I have no idea where my words came from, but they’re true. My heart already misses my parents, home, and my bed.

“Freshman, right?”

I nod, suddenly feeling foolish for my psycho breakdown in front of Mr. Hunk-O-Rama.

“Yeah, sorry, I think I’m just tired.” I stand and my rubbery legs wobble underneath me. “Go ahead, I don’t want to mess up your workout.”

He chuckles, and that slight grin dances on his serious face. “I just nearly killed a freshman cheerleader. I’m not about to run along without making sure you make it back to the dorms.”

“Really, I’m fine. I may be a little, tiny,” I gesture with my fingers, “itsy bitsty emotional and exhausted, but besides that, I’m good.”

“When do you report to cheer camp?”

“Tomorrow morning.”

We begin walking down the running trail side by side.

“Your knees may be a bit sore.”

“Slightly,” I respond, as my knees sting like a bitch in heat.

I break into a slow jog and look out the corner of my eye to see Tuck keeping pace with me, and just like in the diner, I find it impossible not to stare. There are so many questions I want to ask him, but know it’s completely inappropriate. Like why he portrays such a dark vibe, his clothing, and if he can makes girls scream in bed.

Instead of exercising my mouth, I keep jogging, quickening my pace. My Beats bounce off the back of my neck as I find my rhythm. Tuck sticks quietly by my side.

“You can go ahead, Tuck. I’m fine, really.”

“What? You don’t think I can keep up with a cheerleader? Just because I’m quiet doesn’t mean I’m a pussy.”

I can’t help but laugh at his joke.

“What’s so funny, Miss Blue?”

“My dad always uses that line about not being a pussy.”

I kick in the last gear at my full gait and don’t say another word. Tuck keeps up with me step for step. When we hit the next sign on the jogging trail, I decided to take the eight-mile trek back to the dorms. It feels good to be running at full speed again. With each bend of my knees, I feel the crusted blood break.
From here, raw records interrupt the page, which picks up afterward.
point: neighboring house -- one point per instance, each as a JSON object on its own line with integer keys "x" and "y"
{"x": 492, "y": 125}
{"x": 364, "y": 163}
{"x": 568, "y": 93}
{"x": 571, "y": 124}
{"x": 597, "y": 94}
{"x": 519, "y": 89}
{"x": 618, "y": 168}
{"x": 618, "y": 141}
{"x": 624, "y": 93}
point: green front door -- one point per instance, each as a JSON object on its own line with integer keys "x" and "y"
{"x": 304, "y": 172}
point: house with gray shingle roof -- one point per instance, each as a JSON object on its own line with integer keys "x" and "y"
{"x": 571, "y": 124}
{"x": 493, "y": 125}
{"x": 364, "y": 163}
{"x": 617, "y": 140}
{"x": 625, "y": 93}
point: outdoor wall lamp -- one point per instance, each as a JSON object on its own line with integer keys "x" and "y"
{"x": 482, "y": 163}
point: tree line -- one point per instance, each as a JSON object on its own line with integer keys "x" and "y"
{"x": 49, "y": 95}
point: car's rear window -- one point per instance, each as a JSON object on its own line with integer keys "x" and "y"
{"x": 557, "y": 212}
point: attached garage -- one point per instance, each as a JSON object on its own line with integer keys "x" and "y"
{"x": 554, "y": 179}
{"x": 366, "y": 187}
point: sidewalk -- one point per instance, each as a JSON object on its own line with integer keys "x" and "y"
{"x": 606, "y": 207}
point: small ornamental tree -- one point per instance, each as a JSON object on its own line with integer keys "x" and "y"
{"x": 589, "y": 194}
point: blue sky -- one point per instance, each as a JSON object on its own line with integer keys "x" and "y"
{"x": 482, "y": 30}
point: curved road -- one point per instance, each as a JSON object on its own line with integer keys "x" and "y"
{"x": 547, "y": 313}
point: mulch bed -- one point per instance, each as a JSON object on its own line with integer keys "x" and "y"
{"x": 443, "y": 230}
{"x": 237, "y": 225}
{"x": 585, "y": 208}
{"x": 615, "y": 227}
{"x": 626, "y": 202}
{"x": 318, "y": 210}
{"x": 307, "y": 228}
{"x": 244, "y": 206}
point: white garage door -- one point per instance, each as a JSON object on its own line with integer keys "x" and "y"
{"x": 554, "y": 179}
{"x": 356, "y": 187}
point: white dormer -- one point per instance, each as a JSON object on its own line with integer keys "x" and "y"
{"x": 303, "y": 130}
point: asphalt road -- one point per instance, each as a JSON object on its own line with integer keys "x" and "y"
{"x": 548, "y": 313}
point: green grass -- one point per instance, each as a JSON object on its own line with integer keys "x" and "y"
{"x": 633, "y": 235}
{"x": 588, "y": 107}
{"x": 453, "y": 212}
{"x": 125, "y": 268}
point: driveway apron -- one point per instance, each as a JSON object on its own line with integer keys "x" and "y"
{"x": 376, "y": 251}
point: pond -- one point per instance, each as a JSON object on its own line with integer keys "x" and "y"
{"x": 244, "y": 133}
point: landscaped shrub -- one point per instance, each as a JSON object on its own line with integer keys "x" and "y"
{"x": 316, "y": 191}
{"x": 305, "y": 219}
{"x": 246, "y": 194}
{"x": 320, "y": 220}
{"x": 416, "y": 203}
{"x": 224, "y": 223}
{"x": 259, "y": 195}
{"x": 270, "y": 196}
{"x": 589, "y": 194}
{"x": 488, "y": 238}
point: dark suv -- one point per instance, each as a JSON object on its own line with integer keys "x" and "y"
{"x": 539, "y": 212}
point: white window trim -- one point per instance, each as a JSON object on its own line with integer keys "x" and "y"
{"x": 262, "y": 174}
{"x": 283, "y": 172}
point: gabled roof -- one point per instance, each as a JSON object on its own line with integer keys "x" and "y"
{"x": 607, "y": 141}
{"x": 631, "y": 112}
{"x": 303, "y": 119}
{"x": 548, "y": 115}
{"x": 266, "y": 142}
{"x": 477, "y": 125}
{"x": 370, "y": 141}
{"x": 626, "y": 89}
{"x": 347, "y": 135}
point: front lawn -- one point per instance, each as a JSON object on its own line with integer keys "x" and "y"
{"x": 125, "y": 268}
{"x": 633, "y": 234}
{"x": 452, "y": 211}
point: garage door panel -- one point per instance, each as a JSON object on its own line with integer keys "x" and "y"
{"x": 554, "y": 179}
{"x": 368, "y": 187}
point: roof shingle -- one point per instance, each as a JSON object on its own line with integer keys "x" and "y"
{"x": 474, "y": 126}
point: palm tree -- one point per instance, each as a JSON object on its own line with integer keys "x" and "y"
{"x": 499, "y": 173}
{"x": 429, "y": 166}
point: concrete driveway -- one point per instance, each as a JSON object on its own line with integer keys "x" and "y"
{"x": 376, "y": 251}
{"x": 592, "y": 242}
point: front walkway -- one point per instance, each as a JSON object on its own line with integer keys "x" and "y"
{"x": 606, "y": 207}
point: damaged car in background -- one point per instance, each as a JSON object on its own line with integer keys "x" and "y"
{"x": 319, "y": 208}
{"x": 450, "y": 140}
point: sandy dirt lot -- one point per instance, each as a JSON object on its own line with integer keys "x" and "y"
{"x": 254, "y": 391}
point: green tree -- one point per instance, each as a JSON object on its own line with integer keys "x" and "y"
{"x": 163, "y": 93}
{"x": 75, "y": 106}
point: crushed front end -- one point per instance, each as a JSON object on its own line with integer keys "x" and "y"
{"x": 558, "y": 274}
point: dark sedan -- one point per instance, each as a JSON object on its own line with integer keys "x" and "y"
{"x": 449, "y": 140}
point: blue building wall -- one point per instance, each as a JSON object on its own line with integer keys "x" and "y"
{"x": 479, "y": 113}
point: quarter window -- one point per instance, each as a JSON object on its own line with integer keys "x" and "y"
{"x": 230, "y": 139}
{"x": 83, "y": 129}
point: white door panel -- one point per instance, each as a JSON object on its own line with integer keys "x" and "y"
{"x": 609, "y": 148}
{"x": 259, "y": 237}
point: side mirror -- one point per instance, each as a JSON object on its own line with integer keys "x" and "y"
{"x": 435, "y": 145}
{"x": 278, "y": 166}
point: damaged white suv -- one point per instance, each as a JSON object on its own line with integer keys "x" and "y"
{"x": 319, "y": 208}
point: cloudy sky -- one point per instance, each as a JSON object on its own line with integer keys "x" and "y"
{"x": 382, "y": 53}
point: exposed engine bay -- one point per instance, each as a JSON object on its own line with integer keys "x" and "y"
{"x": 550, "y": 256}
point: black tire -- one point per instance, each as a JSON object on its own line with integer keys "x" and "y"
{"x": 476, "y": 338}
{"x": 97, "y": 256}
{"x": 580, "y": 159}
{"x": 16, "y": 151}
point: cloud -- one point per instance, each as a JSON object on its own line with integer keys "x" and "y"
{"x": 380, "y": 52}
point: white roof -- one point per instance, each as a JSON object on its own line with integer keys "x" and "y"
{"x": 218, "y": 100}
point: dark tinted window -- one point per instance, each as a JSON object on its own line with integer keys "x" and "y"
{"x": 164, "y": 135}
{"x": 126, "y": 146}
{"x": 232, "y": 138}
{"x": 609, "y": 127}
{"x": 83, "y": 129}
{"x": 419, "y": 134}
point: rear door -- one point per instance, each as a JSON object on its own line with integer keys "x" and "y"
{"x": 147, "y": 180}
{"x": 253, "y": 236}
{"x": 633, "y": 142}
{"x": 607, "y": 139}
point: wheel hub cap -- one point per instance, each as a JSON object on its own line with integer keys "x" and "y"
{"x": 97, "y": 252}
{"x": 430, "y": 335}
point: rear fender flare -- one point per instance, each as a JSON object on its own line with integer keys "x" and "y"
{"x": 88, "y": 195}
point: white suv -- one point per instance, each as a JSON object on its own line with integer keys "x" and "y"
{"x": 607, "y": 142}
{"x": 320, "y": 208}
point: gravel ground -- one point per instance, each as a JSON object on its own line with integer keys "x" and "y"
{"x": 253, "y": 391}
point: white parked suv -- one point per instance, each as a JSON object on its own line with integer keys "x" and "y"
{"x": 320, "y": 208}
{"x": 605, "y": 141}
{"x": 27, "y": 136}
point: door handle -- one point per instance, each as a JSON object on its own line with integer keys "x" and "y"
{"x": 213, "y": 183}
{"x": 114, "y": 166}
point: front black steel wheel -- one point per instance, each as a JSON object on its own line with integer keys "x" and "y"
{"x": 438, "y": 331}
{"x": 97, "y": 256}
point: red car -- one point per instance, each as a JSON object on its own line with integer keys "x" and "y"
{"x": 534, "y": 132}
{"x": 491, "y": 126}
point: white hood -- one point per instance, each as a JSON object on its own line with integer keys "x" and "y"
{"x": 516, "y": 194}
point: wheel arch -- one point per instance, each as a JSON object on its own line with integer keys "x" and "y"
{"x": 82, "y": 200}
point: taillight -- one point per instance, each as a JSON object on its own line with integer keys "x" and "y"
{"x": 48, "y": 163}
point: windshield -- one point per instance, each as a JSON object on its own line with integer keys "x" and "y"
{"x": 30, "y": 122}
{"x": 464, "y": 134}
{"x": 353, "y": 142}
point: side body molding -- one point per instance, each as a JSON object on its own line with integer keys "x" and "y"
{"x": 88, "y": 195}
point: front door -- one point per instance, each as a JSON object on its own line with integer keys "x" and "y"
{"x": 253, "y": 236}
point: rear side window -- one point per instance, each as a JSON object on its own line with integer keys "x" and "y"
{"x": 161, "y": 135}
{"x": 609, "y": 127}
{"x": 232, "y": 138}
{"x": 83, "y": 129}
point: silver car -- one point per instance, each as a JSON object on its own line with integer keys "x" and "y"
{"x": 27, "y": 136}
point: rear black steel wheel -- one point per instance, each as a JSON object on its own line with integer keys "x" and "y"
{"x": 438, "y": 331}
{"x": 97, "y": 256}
Tuck’s heavy breathing makes me feel good because I know he’s pushing himself just as hard as I am. The light of my dorm comes into view, and I internally groan, never wanting this run to end. It was exhilarating before Tuck joined me, but since he did, the open air with his musky scent entangled in all of it made the workout more than satisfying. I could’ve done without the tumble, though.

I come to a stop in front of the dorm and take a second to catch my breath, heaved over, resting my palms on my kneecaps.

“Have a good day tomorrow, Blue Williams.”

I look up to see Tuck jogging in place, facing me.

“Did you Google me? How did you know my last name?”

“I have my ways,” he replies with his stone-cold, serious face.

“I see. Thanks for scaring the shit out of me and nearly killing me before I start my freshman year.”

My sentence rambles on, and I do that on purpose. I’m not ready for Tuck to jog away into the darkness. It’s too late for dinner, and I’m betting he’s not the tea or coffee type…I scramble to come up with an excuse. Tuck begins moving backward in his jogging stance.